Global employee engagement has now declined for two consecutive years, falling to 20% in 2025. That is the lowest level since 2020 when the Covid pandemic set the tone. Gallup estimates that low engagement cost the global economy roughly $10 trillion in lost productivity last year.
At the same time, the report reveals that employees working exclusively remotely report the highest engagement levels globally at 30%, compared to 17% for non-remote-capable on-site workers.
So remote work itself is clearly not the enemy.
The Local Office-era is Still Holding us Back
The challenge is that many organizations still try to manage remote teams with office-era habits. Work becomes heavily dependent on scheduled meetings, formal communication and endless notifications. The spontaneous interactions that naturally happen in physical offices disappear.
And employees feel it.
Gallup’s data shows that remote and hybrid employees report higher levels of stress, loneliness and sadness than many on-site workers. Globally, 24% of exclusively remote employees report loneliness and 30% report sadness.
This creates a paradox: Remote employees often enjoy flexibility and autonomy but still feel disconnected from colleagues and company culture.
Managers Carry the Pressure
For managers, the pressure is even greater. Manager engagement has dropped dramatically since 2022, falling from 31% to 22% globally. Gallup describes managers as the key factor behind engagement, wellbeing, and successful organizational change.
That matters because managers are no longer just coordinating work. They are responsible for maintaining energy, alignment, and human connection across distributed teams.
Traditional Collaboration Tools are Not Enough
This is where many remote and hybrid companies start looking beyond traditional collaboration tools.
Microsoft Teams, Slack and Zoom are excellent for meetings and chats, but that do not recreate the in-office feeling of working together. Employees still struggle with visibility, availability and informal interaction. Small questions become scheduled meetings, alignment becomes slower, and social connection fades over time.
Solutions like BeZoned are emerging to solve exactly this gap.
BeZoned connects everyone in an online office inside Microsoft Teams.

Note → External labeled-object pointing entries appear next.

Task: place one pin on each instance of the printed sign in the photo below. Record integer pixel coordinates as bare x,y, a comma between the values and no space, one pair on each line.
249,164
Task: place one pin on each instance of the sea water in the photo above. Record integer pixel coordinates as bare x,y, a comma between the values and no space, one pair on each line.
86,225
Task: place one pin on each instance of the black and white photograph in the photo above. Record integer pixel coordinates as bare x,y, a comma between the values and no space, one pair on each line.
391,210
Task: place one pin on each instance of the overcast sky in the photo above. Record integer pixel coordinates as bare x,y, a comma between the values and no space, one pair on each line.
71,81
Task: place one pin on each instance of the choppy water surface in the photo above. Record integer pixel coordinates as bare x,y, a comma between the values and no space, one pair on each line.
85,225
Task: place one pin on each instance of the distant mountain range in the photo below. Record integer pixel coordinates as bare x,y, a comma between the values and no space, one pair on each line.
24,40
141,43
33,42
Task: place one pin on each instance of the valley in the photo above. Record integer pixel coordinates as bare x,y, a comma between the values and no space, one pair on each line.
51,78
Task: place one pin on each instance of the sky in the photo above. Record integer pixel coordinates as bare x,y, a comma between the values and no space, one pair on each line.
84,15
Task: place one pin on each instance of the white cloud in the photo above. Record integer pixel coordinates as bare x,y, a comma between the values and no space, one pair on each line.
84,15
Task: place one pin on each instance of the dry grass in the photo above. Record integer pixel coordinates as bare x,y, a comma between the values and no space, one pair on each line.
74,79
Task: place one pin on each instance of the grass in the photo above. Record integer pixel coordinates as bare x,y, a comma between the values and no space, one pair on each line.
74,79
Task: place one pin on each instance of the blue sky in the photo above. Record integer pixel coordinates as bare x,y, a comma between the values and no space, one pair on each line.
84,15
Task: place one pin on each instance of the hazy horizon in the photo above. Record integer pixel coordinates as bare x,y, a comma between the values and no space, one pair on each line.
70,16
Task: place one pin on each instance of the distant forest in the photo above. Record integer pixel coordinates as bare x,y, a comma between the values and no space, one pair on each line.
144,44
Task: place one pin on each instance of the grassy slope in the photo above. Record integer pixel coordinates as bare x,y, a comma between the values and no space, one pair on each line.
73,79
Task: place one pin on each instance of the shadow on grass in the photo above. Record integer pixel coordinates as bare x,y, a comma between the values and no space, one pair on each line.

Instead of relying only on scheduled meetings and chat messages, hybrid and remote teams can see who is available in real time, have quick informal conversations and collaborate more naturally throughout the day. The experience becomes closer to being together in a physical office while still keeping the flexibility of remote and hybrid work.
That may sound simple, but small moments matter more than most leaders realize – they are the glue that keeps work rolling.
The Solution is Staying Connected - Not Forcing People to Return to the Office
Quick check-ins, spontaneous discussions and visible presence create rhythm and trust within teams. They reduce waiting times, improve responsiveness and help managers lead more proactively without micromanaging. And they improve social bonding and company culture.
Gallup’s findings support this direction. The report repeatedly highlights that engagement improves when employees feel connected to their work, supported by managers and able to collaborate effectively during periods of change.
The future of remote work will not be about forcing employees back into offices full time.
It will be about recreating the best parts of office collaboration in digital environments that feel more human, more visible and more connected.
The companies that solve that challenge well are likely to see stronger engagement, healthier teams and better long-term performance.